Devin Lambert, the manager at Good Guys Vape Shop, blows a vapor ring while using an e-cigarette in Biddeford, Maine, on Sept. 3. A proposed ban on flavors by the Food and Drug Administration that President Trump outlined Sept. 11, would supersede any state inaction and includes a ban on mint and menthol. (Robert F. Bukaty / Associated Press)

Devin Lambert, the manager at Good Guys Vape Shop, blows a vapor ring while using an e-cigarette in Biddeford, Maine, on Sept. 3. A proposed ban on flavors by the Food and Drug Administration that President Trump outlined Sept. 11, would supersede any state inaction and includes a ban on mint and menthol. (Robert F. Bukaty / Associated Press)

Editorial: FDA needs to go beyond planned vaping flavor ban

That’s a good move, but a spate of lung illnesses shows the need for closer review of vaping products.

By The Herald Editorial Board

The announcement earlier this month by the Trump administration that the Food and Drug Administration would being work to ban all flavors used in e-cigarettes — also known as vape pens — is a welcome response to the explosion in vaping by youths and young adults.

The makers of e-cigarettes and vaping devices have long relied on the claims that their products are a practical alternative to traditional tobacco products and can help people quit smoking because they deliver nicotine but reduce the exposure to a range of cancer-causing and other toxic chemicals.
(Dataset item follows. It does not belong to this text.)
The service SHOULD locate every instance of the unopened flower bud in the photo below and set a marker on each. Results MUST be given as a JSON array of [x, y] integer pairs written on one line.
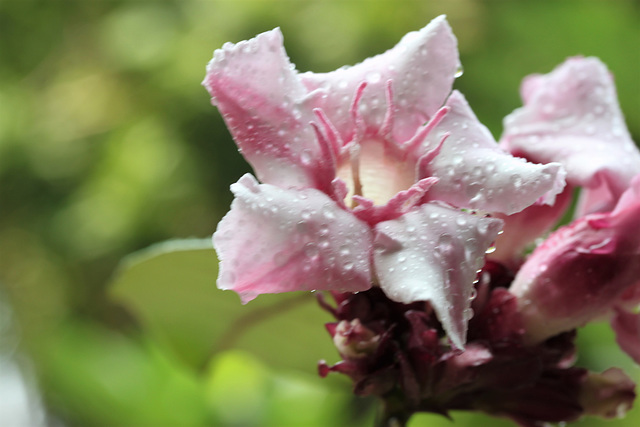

At the same time, however, the makers of vaping products, such as the industry-leading Juul, have built a growing market around younger customers by developing and promoting a cornucopia of flavors focused on fruit, candy, desserts and the like. Ask yourself: How many adults trying to quit smoking would enjoy the rich, full flavor of something called “fruity pebbles”?

Juul earlier removed its flavored products from retail shelves, but they’ve quickly been replaced by products from other makers, and Juul continues to sell its flavored pods — including mango, creme and fruit — on its website. Online customers are required only to affirm they are over the age of 21 by clicking a box.

The result: Just a year ago, the FDA’s commissioner at that time, Dr. Scott Gottlieb, admitted the agency wasn’t prepared for “what I now believe is an epidemic of e-cigarette use among teenagers,” then as many as 3.6 million U.S. youths.

That growth has not slowed since. Recent data collected by federal health officials show that more than 1 in 4 high school students reported vaping this year, up from 1 in 5 in 2018. And more than 80 percent of youths using e-cigarettes surveyed said they picked their product because it “comes in flavors I like.”

The numbers are little different in Washington state’s Healthy Youth Survey, undertaken by the state Office of the Superintendent of Public Instruction, the Department of Health and other agencies, which surveys students in the eighth, 10th and 12th grades every two years on a range of health issues.

The survey, asked of students in 2018, found a decrease in smoking rates among those grades from rates in the 2016 survey, but a marked increase in vaping. About 30 percent of 12th graders used e-cigarettes, up 10 percentage points from two years previous; among 10th graders, vaping increased to 21 percent from 13 percent; and among eighth graders, use increased to 10 percent up from 6 percent.

The realistic fear among advocates for youths and health is that, while e-cigarettes may help many adults quit smoking, at the same time it has introduced millions of teens and young adults to nicotine addiction, whether by continued vaping or a transition to traditional smoked tobacco.

Youth health advocates have long asked for a ban on vaping flavors, but the FDA’s recent annoucement is a welcome change from the typical model of further study and pushed-backed deadlines seen elsewhere with e-cigarette regulation.

And it’s the recent rash of reports of illnesses — and even a handful of deaths — among e-cigarette users that should prompt the FDA to reconsider its timeline for fuller regulation of vaping products, including the nictotine-containing liquids and salts used that are heated in e-cigarettes and vape pens.

The FDA has had the authority to regulate e-cigarettes and their components since 2016, but a process requiring makers to submit their wares for review and approval by the FDA that was intended to begin in 2017 has since been delayed until 2022.

That lack of review now lingers around a spate of more than 200 reports of pneumonia-like lung illnesses in the U.S. and at least six deaths linked to vaping. At least one King County teenager was diagnosed last week with a severe lung disease linked to his vaping habit.

The causes remain under investigation; and some may involve vaping of liquids derived from marijuana to deliver THC rather than nicotine, products that would not be regulated by the FDA because they are considered illegal by federal law.

Until those investigations provide a less-clouded picture of what is responsible for vaping illnesses and deaths, e-cigarette users might consider setting aside their vaping products. And if a link is shown between contaminated e-cigarette components and the health scare, they might not want to pick them up again until the FDA is performing the product inspections it promised to provide.